# tortoises can swim! **PICTURES OF THIS EVENT** :D



## tyler0912 (Aug 29, 2011)

So i read up looked at videos,pics and posteda thread and it turn sout tortoises can swim! and enjoy....
It has also been caught on tape and pics that yellow/redfoot swim in the wild...so i tried it as tome forwarded me to a thread and he tried hes tortoises swimming and my tort swam so agaily so check it out im thinking about doing it 1-2 a week for excercise for 5-10-15 mins when he goes crazy i take him back out....here are some pics i filled the beth up soo his feet just came of the bottom of the bathtub!  ENJOY NO DISCRIMINATORS PLEASE! 













^^ on the last pic the tap was on abit thats' why the bubbles!


----------



## Jacqui (Aug 29, 2011)

Next step is to add some fish and see if he will catch them. My hingebacks are pretty good at fishing.


----------



## tyler0912 (Aug 29, 2011)

haha i have a few fish  ''fishies...bath time ''


----------



## GeoTerraTestudo (Aug 29, 2011)

Jacqui said:


> Next step is to add some fish and see if he will catch them. My hingebacks are pretty good at fishing.

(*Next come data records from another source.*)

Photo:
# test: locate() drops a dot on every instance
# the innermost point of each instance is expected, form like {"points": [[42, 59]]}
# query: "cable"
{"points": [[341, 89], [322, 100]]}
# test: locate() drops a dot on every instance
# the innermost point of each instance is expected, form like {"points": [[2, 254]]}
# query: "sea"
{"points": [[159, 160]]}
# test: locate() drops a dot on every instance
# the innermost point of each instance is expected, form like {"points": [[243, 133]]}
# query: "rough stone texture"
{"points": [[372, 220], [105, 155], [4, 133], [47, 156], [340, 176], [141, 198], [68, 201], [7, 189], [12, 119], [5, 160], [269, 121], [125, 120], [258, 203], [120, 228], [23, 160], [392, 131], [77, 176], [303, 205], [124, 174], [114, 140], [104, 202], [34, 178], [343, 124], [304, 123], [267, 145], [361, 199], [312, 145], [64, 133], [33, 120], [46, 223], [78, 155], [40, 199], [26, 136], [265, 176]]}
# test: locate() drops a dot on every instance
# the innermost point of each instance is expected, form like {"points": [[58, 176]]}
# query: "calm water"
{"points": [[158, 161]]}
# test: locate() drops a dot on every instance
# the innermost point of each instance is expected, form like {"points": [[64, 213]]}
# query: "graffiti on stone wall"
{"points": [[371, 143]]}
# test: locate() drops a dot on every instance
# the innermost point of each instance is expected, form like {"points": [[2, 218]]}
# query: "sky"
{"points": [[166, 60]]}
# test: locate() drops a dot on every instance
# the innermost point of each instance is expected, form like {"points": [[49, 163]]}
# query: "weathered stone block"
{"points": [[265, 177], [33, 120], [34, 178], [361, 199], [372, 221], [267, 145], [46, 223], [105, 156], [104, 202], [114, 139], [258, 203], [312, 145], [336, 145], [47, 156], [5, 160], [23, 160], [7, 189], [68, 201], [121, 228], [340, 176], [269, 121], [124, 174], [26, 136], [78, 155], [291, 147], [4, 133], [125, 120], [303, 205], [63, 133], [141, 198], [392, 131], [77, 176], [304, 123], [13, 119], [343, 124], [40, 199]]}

I know boxies can feed in the water, but can hingebacks really catch fish in the water? Do you really think redfoots and yellowfoots could do it?


----------



## tyler0912 (Aug 29, 2011)

it would be fun to watch but i think it would be a struggle for them!


----------



## Jacqui (Aug 29, 2011)

GeoTerraTestudo said:


> Jacqui said:
> 
> 
> > Next step is to add some fish and see if he will catch them. My hingebacks are pretty good at fishing.
> ...



My Erosa can. I wasn't there to see if the Homes did or if they just waited til the fish either died or jumped out of the water and then ate them on land. I don't know if they could, but I don't see why they couldn't.


----------



## stephiiberrybean (Aug 29, 2011)

Ooh... Clever Tortoise! 
He looks like he's rather enjoying it.

Tortoises... fishing?! I HAVE to see that! 
Although now I cannot get the images of tortoise sat at the edge of ponds with fishing poles out of my head!


----------



## tyler0912 (Aug 29, 2011)

lol lol


----------



## Jacqui (Aug 29, 2011)

stephiiberrybean said:


> Tortoises... fishing?! I HAVE to see that!
> Although now I cannot get the images of tortoise sat at the edge of ponds with fishing poles out of my head!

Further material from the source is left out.